As opposite as marriage and divorce may be, there is a definite sonic familiarity between the albums. A mix of upbeat synth-pop and slower acoustics, “star-crossed” confirms that, from bride to divorcee, Musgraves remains herself. 

The changes of pace and style from song to song contribute to the story that the album tells: the chaotic tumult of emotions that emerge, in no particular order, post-breakup. “star-crossed” finds its relatability within its scattered feeling, as Musgraves pinballs between anger, nostalgia, regret and hope.

All together, the songs fling listeners back and forth between feelings of triumph and vulnerability — an emotional progression all too similar to coming out of a relationship.

The first and titular track of the album, “star-crossed,” instantly establishes the album’s goal of telling a dramatic tale of heartbreak and recovery. Stacked vocal harmonies, a haunting Latin guitar progression and angelic harp accompany Musgraves’ first lyrics, “Let me set the scene/Two lovers ripped right at the seams.” 

The songs that follow capture every moment and every feeling that Musgraves experienced following that severance from a lover. 

Musgraves addresses the mixed depiction of emotions directly in “justified,” which claims her right to heal in her own way. “Healing doesn’t happen in a straight line,” Musgraves sings. “If I cry just a little and then laugh in the middle/(…)/Then I’m more than just a little justified.” 

The broad array of feelings defended in “justified” is supported visually in the “star-crossed” film, where jump cuts are used to show Musgraves in varying states of well-being while at the wheel of a car. Musgraves is at one moment dead-eyed and tear-streaked, then jubilant and carefree the next.

The fun of the album comes from Musgraves’ moments of triumph. In “cherry blossom,” Musgraves compares herself to a beautiful but short-lived flower — gorgeous while she’s there, but gone all too soon. “I’m your cherry blossom, baby,” says Musgraves. “Don’t let me blow away.” 

A similar energy is found in “breadwinner,” where Musgraves seems to have conquered the divorce by realizing the faults of her ex-lover. “He wants your shimmer to make him feel bigger/Until he starts feeling insecure,” sings Musgraves. 

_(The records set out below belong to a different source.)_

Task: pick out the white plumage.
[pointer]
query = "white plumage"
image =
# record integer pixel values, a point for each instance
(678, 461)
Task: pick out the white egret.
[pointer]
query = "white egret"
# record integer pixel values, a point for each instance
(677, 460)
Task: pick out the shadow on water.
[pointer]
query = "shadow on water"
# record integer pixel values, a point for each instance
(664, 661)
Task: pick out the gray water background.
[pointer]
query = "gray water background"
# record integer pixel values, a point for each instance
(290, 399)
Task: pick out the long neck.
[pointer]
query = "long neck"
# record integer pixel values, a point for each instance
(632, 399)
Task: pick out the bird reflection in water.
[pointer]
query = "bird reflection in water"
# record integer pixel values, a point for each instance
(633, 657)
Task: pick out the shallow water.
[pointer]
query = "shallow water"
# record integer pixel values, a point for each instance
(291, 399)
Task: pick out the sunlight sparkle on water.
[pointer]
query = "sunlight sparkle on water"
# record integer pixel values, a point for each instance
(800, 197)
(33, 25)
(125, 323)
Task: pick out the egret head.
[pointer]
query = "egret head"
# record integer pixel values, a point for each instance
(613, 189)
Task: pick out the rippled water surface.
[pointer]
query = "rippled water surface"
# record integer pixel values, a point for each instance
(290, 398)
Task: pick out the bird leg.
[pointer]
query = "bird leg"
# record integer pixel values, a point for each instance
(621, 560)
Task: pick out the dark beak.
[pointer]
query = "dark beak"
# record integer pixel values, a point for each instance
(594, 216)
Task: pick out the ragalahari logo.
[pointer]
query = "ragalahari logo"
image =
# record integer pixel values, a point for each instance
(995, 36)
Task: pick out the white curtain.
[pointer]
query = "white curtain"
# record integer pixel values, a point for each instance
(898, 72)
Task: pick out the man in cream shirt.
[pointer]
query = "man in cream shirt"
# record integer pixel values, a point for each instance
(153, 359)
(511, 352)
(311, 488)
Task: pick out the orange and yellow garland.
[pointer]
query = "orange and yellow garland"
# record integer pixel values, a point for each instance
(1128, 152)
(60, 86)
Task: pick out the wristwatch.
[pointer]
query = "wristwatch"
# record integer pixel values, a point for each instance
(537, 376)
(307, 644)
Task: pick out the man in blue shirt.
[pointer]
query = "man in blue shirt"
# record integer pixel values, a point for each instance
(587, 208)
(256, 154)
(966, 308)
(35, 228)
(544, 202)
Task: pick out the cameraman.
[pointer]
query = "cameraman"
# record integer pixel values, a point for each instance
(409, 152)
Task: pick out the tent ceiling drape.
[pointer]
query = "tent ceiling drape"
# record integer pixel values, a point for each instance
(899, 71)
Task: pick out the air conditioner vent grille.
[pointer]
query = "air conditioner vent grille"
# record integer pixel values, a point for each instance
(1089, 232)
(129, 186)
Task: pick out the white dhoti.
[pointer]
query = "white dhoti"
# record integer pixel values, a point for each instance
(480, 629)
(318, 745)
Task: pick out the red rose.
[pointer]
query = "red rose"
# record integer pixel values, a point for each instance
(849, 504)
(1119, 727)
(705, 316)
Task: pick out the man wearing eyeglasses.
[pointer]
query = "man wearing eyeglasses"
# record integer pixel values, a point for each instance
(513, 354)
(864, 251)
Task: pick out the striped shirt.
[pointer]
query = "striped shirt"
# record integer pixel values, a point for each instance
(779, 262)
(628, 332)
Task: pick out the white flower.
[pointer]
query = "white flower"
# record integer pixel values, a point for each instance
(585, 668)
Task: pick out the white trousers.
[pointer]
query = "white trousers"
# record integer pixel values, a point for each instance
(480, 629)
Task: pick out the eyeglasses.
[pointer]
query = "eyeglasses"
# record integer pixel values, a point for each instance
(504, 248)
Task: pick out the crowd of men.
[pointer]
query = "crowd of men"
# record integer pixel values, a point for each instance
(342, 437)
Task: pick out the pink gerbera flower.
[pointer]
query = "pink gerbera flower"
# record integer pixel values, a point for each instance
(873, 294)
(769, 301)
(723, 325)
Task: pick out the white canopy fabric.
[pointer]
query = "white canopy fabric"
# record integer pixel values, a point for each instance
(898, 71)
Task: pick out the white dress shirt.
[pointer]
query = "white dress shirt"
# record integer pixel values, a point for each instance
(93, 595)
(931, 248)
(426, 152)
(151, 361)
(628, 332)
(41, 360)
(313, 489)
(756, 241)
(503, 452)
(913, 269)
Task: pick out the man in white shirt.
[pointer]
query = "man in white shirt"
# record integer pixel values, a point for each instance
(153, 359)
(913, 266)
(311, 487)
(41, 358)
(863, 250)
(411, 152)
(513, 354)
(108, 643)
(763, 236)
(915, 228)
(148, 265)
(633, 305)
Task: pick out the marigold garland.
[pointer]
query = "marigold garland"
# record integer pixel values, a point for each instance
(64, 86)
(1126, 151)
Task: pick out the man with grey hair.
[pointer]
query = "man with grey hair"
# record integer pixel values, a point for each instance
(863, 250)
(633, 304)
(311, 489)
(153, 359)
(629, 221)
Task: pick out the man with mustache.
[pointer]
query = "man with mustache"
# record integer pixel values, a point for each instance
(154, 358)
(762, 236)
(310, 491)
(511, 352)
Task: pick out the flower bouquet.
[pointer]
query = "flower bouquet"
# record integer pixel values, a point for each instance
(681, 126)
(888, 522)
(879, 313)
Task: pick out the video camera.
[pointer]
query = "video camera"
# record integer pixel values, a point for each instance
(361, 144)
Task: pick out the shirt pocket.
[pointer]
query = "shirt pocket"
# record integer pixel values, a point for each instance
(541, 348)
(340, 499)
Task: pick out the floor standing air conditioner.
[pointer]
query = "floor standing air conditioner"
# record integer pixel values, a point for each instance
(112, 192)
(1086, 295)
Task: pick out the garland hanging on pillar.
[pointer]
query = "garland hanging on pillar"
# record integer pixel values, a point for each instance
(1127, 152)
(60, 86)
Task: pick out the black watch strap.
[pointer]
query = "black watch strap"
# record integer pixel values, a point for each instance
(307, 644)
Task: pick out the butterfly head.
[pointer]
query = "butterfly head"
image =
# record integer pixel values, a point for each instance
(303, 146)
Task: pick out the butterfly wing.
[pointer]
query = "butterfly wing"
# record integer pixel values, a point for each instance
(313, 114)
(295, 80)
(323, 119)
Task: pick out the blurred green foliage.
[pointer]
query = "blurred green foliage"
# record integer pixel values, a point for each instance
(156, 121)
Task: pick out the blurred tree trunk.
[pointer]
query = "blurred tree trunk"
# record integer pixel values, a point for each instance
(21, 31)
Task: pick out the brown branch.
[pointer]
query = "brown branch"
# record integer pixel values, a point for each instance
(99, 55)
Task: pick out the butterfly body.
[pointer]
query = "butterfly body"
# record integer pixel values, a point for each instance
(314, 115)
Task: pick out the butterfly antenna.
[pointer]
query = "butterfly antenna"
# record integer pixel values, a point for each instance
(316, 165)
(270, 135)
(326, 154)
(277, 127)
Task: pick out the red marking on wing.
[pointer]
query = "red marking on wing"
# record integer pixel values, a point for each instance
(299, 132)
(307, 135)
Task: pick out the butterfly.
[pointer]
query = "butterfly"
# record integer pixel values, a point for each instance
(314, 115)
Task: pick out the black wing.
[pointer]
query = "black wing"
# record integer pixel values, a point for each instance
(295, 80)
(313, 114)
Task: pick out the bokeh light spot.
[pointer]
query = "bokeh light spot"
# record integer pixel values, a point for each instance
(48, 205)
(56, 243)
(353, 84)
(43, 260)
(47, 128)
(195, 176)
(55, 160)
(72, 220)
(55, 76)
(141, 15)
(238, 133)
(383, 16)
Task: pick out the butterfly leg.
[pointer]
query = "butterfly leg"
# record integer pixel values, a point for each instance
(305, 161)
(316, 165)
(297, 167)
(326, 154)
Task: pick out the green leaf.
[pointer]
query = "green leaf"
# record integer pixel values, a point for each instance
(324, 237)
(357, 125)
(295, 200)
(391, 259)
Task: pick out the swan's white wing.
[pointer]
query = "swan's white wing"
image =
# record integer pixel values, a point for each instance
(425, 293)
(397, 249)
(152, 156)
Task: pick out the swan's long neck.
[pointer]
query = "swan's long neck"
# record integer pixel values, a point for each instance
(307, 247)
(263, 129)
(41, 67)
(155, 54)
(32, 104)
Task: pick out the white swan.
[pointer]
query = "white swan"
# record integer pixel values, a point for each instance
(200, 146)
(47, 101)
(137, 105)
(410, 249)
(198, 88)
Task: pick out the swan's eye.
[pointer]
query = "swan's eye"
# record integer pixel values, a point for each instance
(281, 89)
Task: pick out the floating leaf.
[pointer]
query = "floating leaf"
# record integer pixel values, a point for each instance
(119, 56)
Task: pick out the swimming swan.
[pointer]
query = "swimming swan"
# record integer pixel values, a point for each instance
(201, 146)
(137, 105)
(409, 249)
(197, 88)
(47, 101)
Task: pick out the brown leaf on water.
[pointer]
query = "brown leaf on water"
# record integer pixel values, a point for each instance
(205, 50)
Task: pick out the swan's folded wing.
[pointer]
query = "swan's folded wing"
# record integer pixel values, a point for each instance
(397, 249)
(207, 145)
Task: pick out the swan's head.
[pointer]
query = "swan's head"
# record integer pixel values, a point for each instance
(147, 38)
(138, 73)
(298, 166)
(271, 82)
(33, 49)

The fun, energetic Murgraves then gives way to a more solemn one, as triumph fades to vulnerability. In “hookup scene,” there is an underlying sense of regret surrounding the relationship’s end. “If you’ve got someone to love/And you’ve almost given up/Hold on tight despite the way they make you mad/‘Cause you might not even know that you don’t have it so bad.”

The song “good wife” may best capture the conflicting feelings of relief and sadness associated with the end of a relationship. A cheeky satirization of what makes a “good wife” gives way mid-song to a painful revelation that Musgraves, though acknowledging the harmfulness of gender stereotypes, wishes she could have made the love last. 

“God help me be a good wife,” sings Musgraves, through autotune, “‘Cause he needs me.” In the film, this song is played over visuals of brides-in-training, adorned in maid outfits and rigidly practicing their ironing and table-setting skills. Clearly a satirization, the song then breaks down into its vulnerable moment with Musgraves’ wistful declaration: “I don’t want to be alone.” 

Musgraves advertised the album as being “told in three acts,” and it’s the third act that rescues the album from ending as a mournful breakup tale. “keep looking up” “what doesn’t kill me” and “there is a light” all place Musgraves on an upward-looking trajectory, confident in her value and hopeful that good things await her beyond this era of a love that didn’t last.

Some listeners have felt underwhelmed by the album, claiming that what Musgraves marketed as a complex, drama-filled tragedy turned out to be a tame and tidy recounting of a standard breakup. 

It may not be “Romeo and Juliet,” but the fate of Shakespeare’s star-crossed lovers is notoriously aggravating anyway. With Musgraves’ tale, we end on an uplifting note of the triumphs that await her in the future, which hopefully we’ll be dancing to someday. I’d take Musgraves over Montague any day, theatrical advertising included.